Corrado 2.0 16v

Oh boy, what a car to dream about. Having fond memories of the Mk1 Golf Gti and Mk2 Scirocco, I really wanted a Corrado. Considering my budget there wasn’t much else out there to buy. Now obviously it would’ve been nice to buy the VR6 Storm, special edition, but only being in my 20’s and with an insurance group of 19, meant I couldn’t afford to run one. Instead, with limited funds, I bought my 2.0 16v for a bargain. It certainly met my criteria of: good looking with handling to match, on a budget.

The car is a deep metallic purple and certainly caught my eye. It came with 17” aftermarket alloy wheels and cheap lowered suspension; the ride was harsh but oh boy did I love it. Later on I realised the car handled extremely well in this guise but more compliant on standard suspension. All the electrics worked on the car, including the active spoiler and sunroof, which would be expensive to fix.

The 2.0L came out fairly late in the series of Corrado, as the emission laws (1992) meant the car needed a catalytic converter, so VW dropped in a 2.0L lump instead of the 1.8 version. The performance isn’t that high for a 2.0l, only producing about 130bhp or less, but being a 16v it drives all the way up to the redline nicely. It’s about on par with the old Ford Fiesta Si for performance, but streets ahead for style. The handling was awesome on the stiffer setup, like a Go-kart, but with the shocks bleeding oil, I decided to put the standard springs back on when I installed my Bilstien shocks. At the same time I also went to the standard 15” sized wheel, with some BBS alloys that look similar to that of the G60, which suits it well. However, these massive changes meant for a big change in handling and there is much more body roll.

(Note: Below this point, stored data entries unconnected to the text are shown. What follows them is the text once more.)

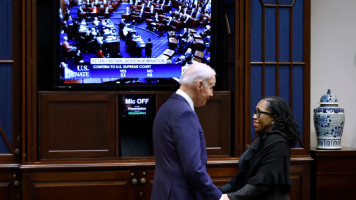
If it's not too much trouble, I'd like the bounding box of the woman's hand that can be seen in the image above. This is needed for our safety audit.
[223,194,230,200]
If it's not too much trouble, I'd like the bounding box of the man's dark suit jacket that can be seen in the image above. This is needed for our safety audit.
[151,93,222,200]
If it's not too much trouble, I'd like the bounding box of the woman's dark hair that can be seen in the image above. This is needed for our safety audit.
[261,96,300,147]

The car has not been cheap to run so far with a full tank of fuel (£55) getting me about 400 mile; that I expected, however some parts have gone too. Other than the shocks going, the aftermarket exhaust went too, so I replaced it as far as the CAT (incl), which wasn’t cheap. Other than this there hasn’t been much cost, although I can foresee a couple more jobs that need doing – touch wood.

What is it like inside? Well its got firm seats with cloth covering. The drivers seat has lost the lumbar support and gives me back ache; the other seats are like new. The floor mats are not standard and slide all over the place, I must buy some different ones. The dashboard is all black, standing out against the light grey interior. The clocks are black and simple to read. The fan only works on certain settings which is a common problem and a job I should get round to doing, but it still does the job; touch wood again, as the car never seems to mist up. The car features a little computer (MAF), which lets you read all sorts of things about the car, such as oil temperature, outside temp, time, distance travelled and mpg. The MFA has two settings, the first that resets every time you go out, whereas you choose when to reset the second trip; very useful for recording the miles. The front seats also have height adjustment whereby it pivots at the front; this with the steering wheel height adjustment means I can get well placed to drive.

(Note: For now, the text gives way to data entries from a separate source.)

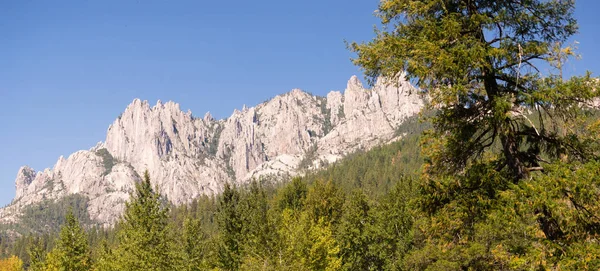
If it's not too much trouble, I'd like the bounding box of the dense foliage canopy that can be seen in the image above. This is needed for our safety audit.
[350,0,600,269]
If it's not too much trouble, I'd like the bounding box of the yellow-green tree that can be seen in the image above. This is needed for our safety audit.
[269,209,341,271]
[42,251,60,271]
[49,209,91,271]
[0,255,24,271]
[113,171,182,271]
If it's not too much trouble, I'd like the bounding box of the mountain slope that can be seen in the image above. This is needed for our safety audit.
[1,75,423,226]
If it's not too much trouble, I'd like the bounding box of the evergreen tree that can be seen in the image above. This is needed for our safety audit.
[216,183,243,270]
[370,180,416,270]
[182,218,211,271]
[43,250,61,271]
[304,180,344,226]
[53,209,91,271]
[114,170,181,271]
[350,0,599,180]
[239,181,275,260]
[351,0,600,269]
[336,190,373,271]
[237,181,279,270]
[26,237,46,271]
[93,240,116,271]
[277,177,307,212]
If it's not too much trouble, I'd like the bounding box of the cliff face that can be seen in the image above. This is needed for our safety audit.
[1,75,423,226]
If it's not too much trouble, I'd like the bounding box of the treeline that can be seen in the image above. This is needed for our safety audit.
[0,194,92,234]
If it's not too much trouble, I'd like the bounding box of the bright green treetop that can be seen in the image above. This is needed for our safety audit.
[53,209,91,271]
[114,170,181,271]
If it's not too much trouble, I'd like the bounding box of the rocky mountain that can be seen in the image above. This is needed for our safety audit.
[0,75,423,226]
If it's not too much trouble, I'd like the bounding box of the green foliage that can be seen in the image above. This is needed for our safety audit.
[93,240,116,271]
[208,124,223,156]
[304,130,423,197]
[51,210,91,271]
[304,180,344,226]
[113,171,181,271]
[272,209,341,271]
[276,177,307,212]
[182,218,213,271]
[0,194,91,236]
[297,143,318,170]
[350,1,600,269]
[336,190,372,270]
[351,0,599,181]
[317,96,333,135]
[95,148,115,176]
[26,238,46,271]
[216,183,243,270]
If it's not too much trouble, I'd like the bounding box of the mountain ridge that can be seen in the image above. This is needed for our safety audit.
[1,75,424,226]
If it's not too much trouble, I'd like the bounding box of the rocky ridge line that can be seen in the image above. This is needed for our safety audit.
[1,75,423,226]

I must say that I’m still proud of my little Corrado and often see people admiring the car, especially lads in VW Golfs. It started out as a car that I must own at least once, if only for a short while, but the deep burble of the exhaust puts a smile on my face every day and means that I hope to keep it for a while longer. It’s not a car to be raced, but one to be appreciated; the novel little spoiler pops up once you’re well under way (55mph). Cracking back the sunroof on a summers day is what its all about for me. Enjoy cars? – enjoy a Corrado

Engine: 2.0 16v
Performance: 131bhp
Time owned: 2 years
Bought and sold for: roughly £3k
Mileage owned: 15,000
Parts/Servicing costs: depends
Insurance: group 17; £800 and less each year (about £350 now).